A new study suggests life could find a potential home beneath layers of ice known to exist on Mars’ surface.
In the study in Communications Earth & Environment, the authors showed that enough sunlight shines through surface ice for photosynthesis to occur in shallow subsurface pools of meltwater.
Similar subsurface meltwater pools that form within ice on Earth have been found to teem with life, including algae, fungi, and microscopic cyanobacteria, all of which derive energy from the sun via photosynthesis.
“If we’re trying to find life anywhere in the universe today, Martian ice exposures are probably one of the most accessible places we should be looking,” says lead author Aditya Khuller at NASA’s Jet Propulsion Laboratory, who will join the University of Washington Applied Physics Laboratory as a senior research scientist in November.
Unlike Earth, Mars has two kinds of ice: frozen water and frozen carbon dioxide. The new study focused on water ice, largely formed from snow mixed with dust that fell during a series of Martian ice ages during the past million years. That ancient snow has since solidified into ice, still peppered with specks of dust.
Those dust particles are key to explaining how subsurface pools of water would form within ice when exposed to solar rays: dark dust absorbs more sunlight than the surrounding ice, causing the deeper ice to warm up and melt up to a few feet below the surface.
It’s a matter of debate whether ice can actually melt and exist as a liquid on the surface of Mars due to the planet’s thin, dry atmosphere, where water ice is believed to sublimate—turn directly into gas—the way dry ice does on Earth. But the atmospheric effects that make melting difficult on the surface wouldn’t apply below the surface of a dusty snowpack or glacier.

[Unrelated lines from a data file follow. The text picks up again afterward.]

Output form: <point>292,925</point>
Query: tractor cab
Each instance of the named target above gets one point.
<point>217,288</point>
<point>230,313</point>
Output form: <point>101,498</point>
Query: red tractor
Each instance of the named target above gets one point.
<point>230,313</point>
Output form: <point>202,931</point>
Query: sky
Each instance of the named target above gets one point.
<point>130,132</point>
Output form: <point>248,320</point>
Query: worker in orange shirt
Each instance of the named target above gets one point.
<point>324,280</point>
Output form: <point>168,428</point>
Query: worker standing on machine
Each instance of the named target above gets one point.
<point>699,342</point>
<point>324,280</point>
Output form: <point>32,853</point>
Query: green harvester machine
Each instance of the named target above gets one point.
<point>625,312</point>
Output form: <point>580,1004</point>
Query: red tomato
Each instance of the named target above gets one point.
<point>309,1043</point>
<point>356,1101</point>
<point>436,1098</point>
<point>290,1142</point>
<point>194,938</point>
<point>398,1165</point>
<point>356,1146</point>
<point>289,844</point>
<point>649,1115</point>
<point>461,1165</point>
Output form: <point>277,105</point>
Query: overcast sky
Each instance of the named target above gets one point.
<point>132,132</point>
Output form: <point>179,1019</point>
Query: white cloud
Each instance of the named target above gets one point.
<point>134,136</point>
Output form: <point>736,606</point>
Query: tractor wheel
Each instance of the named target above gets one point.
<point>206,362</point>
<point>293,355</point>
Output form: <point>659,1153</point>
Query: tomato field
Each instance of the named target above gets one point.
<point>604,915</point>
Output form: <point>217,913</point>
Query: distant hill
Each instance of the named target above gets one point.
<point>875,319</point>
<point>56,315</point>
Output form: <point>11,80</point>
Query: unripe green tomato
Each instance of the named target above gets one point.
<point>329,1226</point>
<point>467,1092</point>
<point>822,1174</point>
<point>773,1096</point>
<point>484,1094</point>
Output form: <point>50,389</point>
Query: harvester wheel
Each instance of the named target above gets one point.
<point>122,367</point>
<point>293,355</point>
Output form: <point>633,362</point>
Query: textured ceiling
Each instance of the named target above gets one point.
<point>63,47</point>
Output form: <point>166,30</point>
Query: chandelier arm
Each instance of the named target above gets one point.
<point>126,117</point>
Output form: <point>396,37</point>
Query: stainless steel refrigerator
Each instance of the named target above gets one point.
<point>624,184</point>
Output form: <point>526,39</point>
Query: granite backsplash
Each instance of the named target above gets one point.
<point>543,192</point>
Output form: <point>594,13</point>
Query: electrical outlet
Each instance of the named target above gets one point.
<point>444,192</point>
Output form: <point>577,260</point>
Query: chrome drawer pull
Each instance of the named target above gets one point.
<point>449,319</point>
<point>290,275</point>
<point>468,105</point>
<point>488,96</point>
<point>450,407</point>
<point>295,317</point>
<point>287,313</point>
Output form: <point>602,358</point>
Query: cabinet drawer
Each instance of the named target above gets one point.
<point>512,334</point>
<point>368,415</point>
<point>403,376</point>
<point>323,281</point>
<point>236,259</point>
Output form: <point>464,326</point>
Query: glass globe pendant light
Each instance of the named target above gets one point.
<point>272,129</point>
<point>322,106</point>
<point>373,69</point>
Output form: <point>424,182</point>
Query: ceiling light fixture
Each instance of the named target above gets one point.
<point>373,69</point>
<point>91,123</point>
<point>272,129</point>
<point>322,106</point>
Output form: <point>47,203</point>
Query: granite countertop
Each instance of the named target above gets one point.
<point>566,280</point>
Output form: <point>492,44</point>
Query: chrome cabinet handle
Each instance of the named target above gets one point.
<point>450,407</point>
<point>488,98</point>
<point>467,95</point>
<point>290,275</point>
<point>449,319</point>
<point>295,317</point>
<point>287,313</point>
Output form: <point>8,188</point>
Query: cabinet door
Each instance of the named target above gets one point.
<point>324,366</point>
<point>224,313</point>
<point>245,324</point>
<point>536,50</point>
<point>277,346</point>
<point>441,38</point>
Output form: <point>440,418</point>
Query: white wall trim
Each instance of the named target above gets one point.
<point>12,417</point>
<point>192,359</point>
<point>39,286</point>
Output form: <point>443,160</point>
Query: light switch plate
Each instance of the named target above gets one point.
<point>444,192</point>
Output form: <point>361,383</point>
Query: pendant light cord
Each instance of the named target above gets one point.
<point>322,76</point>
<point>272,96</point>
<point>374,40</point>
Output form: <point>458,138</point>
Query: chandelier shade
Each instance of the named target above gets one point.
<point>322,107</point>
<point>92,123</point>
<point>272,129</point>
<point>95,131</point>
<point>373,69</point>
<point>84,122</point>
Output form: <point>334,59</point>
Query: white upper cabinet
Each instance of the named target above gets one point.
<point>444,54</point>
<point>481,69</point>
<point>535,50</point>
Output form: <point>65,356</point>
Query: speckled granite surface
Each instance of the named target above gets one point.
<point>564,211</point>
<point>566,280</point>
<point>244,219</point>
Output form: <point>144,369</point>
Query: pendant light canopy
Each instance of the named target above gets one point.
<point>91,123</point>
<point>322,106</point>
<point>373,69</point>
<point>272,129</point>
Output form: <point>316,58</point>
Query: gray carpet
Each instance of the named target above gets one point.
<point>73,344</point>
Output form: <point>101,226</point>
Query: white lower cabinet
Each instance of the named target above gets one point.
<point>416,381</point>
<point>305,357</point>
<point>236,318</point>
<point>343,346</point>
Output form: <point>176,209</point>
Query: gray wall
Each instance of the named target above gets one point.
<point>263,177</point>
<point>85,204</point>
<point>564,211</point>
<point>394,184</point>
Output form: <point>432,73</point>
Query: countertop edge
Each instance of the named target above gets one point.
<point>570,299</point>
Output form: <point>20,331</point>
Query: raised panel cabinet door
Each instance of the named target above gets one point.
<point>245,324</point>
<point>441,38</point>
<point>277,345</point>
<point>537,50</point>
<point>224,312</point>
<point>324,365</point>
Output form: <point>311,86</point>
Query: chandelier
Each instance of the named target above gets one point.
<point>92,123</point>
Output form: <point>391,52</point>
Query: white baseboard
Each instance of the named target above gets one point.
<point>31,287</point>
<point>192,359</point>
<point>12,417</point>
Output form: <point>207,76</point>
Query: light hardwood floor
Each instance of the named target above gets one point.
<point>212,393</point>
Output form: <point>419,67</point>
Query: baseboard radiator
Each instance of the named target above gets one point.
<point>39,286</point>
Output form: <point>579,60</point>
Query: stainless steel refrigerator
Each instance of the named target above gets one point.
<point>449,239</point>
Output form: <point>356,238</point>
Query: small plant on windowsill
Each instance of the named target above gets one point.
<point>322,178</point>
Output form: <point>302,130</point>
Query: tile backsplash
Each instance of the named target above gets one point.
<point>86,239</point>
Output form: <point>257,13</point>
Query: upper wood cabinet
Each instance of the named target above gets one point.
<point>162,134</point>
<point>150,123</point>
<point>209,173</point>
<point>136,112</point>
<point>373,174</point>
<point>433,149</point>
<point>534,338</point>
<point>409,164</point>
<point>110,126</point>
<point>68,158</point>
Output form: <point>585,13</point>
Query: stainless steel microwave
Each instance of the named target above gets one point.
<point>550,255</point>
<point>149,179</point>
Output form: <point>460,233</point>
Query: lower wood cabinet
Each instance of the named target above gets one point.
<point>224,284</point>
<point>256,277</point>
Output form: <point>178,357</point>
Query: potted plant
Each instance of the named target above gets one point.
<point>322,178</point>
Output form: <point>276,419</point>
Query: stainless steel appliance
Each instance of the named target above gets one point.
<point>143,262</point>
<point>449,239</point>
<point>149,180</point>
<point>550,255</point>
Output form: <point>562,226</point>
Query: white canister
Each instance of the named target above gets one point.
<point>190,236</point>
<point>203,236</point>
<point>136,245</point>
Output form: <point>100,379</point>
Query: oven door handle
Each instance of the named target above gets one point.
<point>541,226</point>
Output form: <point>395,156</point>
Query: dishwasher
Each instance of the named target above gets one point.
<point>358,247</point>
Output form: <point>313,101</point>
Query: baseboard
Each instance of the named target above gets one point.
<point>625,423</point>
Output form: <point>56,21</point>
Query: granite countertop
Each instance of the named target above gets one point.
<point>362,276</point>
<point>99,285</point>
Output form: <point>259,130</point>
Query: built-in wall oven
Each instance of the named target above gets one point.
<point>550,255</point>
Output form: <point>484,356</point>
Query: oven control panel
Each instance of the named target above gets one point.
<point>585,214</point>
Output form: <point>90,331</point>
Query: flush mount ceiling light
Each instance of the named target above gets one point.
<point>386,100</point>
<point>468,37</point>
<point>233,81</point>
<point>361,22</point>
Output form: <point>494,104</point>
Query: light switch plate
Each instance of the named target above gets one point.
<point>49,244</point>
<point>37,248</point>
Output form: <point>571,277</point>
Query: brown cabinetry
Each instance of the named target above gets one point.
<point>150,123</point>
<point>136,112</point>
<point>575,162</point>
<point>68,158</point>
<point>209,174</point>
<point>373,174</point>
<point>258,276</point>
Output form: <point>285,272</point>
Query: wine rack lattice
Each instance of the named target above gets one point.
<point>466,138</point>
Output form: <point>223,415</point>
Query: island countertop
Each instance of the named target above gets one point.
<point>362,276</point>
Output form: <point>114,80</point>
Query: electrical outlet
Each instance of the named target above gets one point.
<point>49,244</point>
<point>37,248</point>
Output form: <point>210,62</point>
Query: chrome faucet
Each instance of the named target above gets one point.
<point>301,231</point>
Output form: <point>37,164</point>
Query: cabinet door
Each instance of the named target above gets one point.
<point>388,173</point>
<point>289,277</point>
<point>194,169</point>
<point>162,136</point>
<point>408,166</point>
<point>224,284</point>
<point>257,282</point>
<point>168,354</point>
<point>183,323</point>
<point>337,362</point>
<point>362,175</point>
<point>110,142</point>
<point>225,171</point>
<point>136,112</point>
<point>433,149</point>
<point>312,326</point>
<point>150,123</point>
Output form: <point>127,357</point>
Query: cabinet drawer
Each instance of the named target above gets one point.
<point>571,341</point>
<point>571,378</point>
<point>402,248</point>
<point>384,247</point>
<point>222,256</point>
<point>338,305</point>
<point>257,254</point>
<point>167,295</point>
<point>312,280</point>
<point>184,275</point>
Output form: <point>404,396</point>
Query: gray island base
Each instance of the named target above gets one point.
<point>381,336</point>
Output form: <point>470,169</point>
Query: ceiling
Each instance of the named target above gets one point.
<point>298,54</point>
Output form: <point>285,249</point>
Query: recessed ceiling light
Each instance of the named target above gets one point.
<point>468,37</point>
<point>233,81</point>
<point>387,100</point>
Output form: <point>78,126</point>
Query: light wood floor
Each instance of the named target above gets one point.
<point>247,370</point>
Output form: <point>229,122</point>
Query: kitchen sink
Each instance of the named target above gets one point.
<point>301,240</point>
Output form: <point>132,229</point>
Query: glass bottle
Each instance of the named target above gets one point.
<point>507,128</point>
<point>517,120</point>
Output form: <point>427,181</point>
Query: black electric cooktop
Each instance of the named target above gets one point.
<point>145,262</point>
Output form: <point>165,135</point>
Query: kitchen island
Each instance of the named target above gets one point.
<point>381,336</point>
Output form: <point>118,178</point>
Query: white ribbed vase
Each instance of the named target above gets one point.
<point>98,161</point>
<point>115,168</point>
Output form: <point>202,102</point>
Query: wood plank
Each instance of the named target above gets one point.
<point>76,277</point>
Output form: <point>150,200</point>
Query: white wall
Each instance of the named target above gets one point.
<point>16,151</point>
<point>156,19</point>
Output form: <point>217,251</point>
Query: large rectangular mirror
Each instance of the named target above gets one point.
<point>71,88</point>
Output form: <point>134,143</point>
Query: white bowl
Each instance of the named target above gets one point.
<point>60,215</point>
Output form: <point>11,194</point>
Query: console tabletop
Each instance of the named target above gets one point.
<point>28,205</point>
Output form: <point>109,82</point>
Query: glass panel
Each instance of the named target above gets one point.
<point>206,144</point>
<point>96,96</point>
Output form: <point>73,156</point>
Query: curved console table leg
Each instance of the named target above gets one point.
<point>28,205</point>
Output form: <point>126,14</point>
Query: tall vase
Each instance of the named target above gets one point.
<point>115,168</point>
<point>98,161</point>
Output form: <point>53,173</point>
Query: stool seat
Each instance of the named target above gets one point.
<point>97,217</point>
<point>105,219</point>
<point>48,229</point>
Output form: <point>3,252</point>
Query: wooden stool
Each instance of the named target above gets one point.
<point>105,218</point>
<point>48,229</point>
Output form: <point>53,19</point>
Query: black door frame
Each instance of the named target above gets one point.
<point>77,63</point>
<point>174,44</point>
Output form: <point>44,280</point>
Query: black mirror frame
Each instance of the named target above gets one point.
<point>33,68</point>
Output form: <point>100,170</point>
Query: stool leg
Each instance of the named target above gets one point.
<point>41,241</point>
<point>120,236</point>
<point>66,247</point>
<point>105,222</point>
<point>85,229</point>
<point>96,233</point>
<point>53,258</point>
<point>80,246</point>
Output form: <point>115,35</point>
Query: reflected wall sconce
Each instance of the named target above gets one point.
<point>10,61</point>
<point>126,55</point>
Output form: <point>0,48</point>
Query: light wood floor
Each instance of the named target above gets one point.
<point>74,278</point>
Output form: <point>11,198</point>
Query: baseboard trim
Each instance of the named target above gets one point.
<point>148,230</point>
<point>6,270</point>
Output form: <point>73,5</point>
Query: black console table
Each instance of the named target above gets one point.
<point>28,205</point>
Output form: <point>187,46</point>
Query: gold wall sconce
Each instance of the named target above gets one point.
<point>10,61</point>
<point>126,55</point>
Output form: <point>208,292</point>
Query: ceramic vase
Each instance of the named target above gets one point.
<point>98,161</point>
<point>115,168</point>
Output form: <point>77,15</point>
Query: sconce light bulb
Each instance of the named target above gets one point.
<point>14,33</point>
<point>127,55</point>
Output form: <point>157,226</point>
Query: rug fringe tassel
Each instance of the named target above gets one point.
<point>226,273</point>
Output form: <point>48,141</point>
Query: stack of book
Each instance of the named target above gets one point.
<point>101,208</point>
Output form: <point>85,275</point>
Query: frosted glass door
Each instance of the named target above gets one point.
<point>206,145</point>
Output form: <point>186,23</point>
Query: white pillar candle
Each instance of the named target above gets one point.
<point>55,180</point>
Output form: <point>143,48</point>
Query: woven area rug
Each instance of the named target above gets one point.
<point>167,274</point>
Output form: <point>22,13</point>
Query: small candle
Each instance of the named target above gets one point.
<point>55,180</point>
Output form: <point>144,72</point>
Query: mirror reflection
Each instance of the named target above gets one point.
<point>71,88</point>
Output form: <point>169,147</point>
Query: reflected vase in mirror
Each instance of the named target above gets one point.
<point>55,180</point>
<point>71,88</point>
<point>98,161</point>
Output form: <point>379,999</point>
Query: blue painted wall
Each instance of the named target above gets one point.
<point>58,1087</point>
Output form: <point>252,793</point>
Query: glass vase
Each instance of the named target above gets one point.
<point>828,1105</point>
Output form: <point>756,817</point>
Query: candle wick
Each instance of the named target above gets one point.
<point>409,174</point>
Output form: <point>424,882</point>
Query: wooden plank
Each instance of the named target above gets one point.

This new paper uses computer modeling to suggest that dusty ice lets in enough light for photosynthesis to occur as deep as 10 feet (3 meters) below the surface. In this scenario, the upper layers of ice prevent the shallow subsurface pools of water from evaporating while also providing protection from harmful radiation. That’s important given that, unlike Earth, Mars lacks a protective magnetic field to shield it from both the sun’s ultraviolet rays and radioactive cosmic ray particles zipping around space.
The water ice that would be most likely to form these subsurface pools would exist in Mars’ midlatitudes—between the latitudes of 30 degrees and 60 degrees—in both the northern and southern hemispheres.
“This latest paper examines the propagation of solar radiation into the ice, showing that just below the surface there is a zone that is safe from ultraviolet but still gets enough visible light to support photosynthesis,” says coauthor Steve Warren, professor emeritus of earth and space sciences at the University of Washington. “But of course photosynthetic organisms won’t survive unless the ice in that zone can melt, at least occasionally.”
Khuller plans to continue working to determine where liquid water is likely to exist on Mars. The next step, Khuller says, will be to recreate some of Mars’ dusty ice in a lab setting. Meanwhile, he and others are beginning to map out the most likely spots on Mars to look for shallow meltwater—scientific targets for possible human and robotic missions in the future.
Gary Clow at the University of Colorado Boulder is also a coauthor on the new paper.